Life

I'm not one for reality shows – but Bear Grylls...

Bear Grylls has been called the world’s poshest boy scout. He’s the kind of fella you’d want around if you ever fell off a cruise ship and landed on an island where there were only tarantulas for lunch

Bear Grylls and the female contestants from survival show The Island
Bear Grylls and the female contestants from survival show The Island Bear Grylls and the female contestants from survival show The Island

SHHH, I’m far too much of a TV snob to watch reality television... it’s down there with cheese strings and cut-off T-shirts.

Big Brother was an absolute never. Mind you, I really rather like the sound of Yes to the Dress when the brides try on all the gowns and eventually get to say “YES to the dress”. But enough.

Normally, I’ll watch anything in Danish or Swedish; anything in English where we’re watching ordinary people shouting and moaning and flexing their tattoos is a big no no. You can get that on the bus, 24-seven.

Reality television always seemed too much like a human zoo. The Naked Ape is so yesterday. But then along comes Bear Grylls, intrepid island adventurer, and I’m a sucker, lurking in the mango grove just behind him, spying on all those poor Johnny-come-lately Man Fridays and whistling that theme tune from the old 1970s Robinson Crusoe.

Bear Grylls has been called the world’s poshest boy scout. He’s the kind of fella you’d want around if you ever fell off a cruise ship and landed on an island where there were only tarantulas for lunch.

He could make that mother awful eight-legged hairy beastie taste like a decent pot noodle. That is old Bear for you. He has, they say, slept in a deer carcass. I don’t know how the deer felt about that.

The island is where he takes a group of people away from their vital appendages like iPhones and laptops and fridges full of food and, oh joy, real flushing toilets with small jets to wash your left perineum (see last week’s column).

Bear deposits the bunch of volunteers on a pacific island to survive with just their wits and whatever they can dig up or kill – preferably not each other.
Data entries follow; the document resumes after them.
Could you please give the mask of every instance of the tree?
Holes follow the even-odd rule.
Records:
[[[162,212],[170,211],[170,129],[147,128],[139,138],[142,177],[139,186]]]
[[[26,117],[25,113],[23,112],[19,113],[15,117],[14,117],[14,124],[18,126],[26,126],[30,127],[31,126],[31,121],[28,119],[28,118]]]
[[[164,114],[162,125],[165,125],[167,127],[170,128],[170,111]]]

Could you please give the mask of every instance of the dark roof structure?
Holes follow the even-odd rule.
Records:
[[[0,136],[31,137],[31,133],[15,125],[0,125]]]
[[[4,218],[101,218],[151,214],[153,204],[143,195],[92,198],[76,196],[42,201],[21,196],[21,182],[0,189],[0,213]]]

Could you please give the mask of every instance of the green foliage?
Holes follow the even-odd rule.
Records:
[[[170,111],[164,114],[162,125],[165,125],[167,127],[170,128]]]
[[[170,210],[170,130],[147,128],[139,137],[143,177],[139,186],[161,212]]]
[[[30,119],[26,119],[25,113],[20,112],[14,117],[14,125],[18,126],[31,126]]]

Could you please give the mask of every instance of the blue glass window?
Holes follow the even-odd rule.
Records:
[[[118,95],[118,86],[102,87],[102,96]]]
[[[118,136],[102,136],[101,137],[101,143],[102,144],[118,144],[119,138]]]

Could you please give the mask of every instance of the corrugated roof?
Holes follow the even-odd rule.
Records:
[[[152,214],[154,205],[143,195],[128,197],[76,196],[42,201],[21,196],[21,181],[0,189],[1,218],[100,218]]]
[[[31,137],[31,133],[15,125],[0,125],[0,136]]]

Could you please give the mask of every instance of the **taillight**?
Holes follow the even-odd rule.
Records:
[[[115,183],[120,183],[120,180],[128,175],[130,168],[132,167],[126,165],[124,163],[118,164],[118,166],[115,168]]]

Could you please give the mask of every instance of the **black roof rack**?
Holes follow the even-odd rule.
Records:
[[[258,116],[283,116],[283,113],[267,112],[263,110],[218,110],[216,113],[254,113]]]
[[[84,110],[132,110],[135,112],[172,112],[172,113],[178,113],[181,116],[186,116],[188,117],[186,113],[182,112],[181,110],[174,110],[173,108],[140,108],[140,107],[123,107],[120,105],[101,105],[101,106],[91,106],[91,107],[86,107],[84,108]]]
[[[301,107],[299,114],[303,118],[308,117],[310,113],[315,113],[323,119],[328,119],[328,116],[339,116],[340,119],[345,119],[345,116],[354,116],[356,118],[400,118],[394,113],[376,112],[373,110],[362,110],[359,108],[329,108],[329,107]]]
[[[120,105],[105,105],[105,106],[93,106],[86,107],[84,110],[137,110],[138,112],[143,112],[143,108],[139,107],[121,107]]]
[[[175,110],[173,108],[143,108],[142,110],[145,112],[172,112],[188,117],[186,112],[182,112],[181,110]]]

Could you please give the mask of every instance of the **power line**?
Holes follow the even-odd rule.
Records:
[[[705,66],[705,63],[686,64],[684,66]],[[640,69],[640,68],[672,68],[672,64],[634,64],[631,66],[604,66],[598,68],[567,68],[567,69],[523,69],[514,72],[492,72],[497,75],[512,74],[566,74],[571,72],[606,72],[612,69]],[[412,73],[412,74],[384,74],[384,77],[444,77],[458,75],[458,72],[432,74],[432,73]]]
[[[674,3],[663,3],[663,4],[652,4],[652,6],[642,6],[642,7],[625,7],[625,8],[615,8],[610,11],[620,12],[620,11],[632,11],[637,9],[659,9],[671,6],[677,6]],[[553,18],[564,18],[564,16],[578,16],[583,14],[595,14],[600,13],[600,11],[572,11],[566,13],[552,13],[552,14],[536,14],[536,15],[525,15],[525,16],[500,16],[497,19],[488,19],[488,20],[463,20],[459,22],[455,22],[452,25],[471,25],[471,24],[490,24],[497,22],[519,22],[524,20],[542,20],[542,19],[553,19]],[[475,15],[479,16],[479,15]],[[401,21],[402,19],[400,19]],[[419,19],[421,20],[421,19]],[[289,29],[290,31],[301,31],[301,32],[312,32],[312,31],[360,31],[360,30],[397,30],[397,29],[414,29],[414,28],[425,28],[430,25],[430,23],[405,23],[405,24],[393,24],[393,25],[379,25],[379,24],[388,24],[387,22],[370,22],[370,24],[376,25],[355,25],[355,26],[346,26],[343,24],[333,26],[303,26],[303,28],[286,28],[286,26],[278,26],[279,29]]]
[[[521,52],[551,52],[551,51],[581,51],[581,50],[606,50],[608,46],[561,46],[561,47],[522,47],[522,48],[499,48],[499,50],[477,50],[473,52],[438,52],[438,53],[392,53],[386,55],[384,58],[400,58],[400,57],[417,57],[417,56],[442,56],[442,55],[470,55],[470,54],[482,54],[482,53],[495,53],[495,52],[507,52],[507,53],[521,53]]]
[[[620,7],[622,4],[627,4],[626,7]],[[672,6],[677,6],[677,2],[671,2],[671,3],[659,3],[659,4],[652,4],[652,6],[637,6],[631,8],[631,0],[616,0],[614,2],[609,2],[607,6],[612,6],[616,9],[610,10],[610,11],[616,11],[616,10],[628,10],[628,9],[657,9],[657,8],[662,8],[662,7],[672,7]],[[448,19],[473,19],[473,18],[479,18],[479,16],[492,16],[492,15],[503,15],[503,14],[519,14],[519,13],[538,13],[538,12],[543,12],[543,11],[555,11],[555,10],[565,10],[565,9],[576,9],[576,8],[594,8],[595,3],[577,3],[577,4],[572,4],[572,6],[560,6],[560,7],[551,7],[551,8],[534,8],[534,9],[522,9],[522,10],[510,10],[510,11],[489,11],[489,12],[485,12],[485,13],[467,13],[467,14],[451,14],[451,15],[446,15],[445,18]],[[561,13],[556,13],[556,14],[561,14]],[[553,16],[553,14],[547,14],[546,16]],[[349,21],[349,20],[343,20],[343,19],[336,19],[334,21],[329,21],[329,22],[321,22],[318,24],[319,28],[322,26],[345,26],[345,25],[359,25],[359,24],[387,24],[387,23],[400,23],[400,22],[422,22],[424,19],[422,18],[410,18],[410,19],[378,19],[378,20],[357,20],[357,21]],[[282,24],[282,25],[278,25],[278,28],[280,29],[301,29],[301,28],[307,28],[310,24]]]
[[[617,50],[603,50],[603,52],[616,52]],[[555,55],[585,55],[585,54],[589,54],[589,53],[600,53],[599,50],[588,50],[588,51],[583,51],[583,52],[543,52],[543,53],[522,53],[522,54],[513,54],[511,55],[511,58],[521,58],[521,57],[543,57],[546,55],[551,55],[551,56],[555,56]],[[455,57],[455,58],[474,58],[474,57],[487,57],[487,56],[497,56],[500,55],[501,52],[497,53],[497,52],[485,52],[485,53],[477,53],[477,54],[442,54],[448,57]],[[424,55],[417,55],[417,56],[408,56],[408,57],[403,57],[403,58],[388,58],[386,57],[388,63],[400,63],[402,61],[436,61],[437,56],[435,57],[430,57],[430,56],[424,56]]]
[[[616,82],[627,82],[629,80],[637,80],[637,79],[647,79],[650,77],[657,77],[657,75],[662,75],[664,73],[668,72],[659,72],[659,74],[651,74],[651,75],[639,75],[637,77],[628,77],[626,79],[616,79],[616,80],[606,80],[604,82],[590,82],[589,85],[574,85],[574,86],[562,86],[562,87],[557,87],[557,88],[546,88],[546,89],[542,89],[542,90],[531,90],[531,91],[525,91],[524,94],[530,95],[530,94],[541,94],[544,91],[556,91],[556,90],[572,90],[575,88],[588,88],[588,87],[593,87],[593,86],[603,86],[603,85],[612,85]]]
Suddenly the song “I’ve got a lovely bunch of coconuts” is less chortle chortle and more –well, desperate. Not that I don’t like coconut, but I’m not sure I’d like to live on that alone, for six weeks.

Tis tough; tis very tough when you can’t rummage in the kitchen drawer for the Nifty Nosh phone number for a delivery. It is people watching. It is not quite 'I’m a Celebrity get me out of the jungle', but there is a tang of that about it, particularly when the insect population tends to outnumber the human one. I’m scratching just watching.

But Bear had us hooked. We ended up watching the island with the women castaways on it. I have vague unpleasant memories of the late Oliver Reed romping across a sandy beach in a film called Castaway. But this was a little better.

Many long years spent teaching Lord of the Flies to recalcitrant 13-year-olds should have taught me that it is never ever ever going to end well. Go ask Piggy. But you never learn. The women were a tough, resilient lot.

The other side of the sofa was cynical about the pig that they caught and roasted.

“Somebody must have doped that pig,” he proffered. “Pigs charge about and squeal. That one just lay there and asked to be killed and cooked for dinner.” But then, how many real pigs has he seen?

It was the co-operative nature of the women’s island that made me proud. There, they all were, working together – or not, as the case went. Of course you always have someone who refuses to fit in and if my stomach was growling like a large hungry wild boar then I’d flounce around and gnarl and huff and strounce off too.

The message from the women’s island was that cooperation is all very well but in the end, you need leadership. Once that was established they straightened the nets, cleaned up the sand, got with the programme and all was well.

But it was the sheer joy of two tins of cold beans that stayed with me. They found the tins while foraging. Cynics might think the beans had been deliberately planted. I beg to disagree. The women’s euphoria at a tablespoon of cold baked beans was a wonder to behold. They must have been real real hungry.

So that when Bear came charging across the horizon on his big motor-powered boat. I wanted to hug him too.

Could I survive without my wrinkle remover wonder cream and my teint miracle pancake? Ah, there’s the rub. Not sure that I could. But as weight loss programmes go, you couldn’t fault old Bear and his island.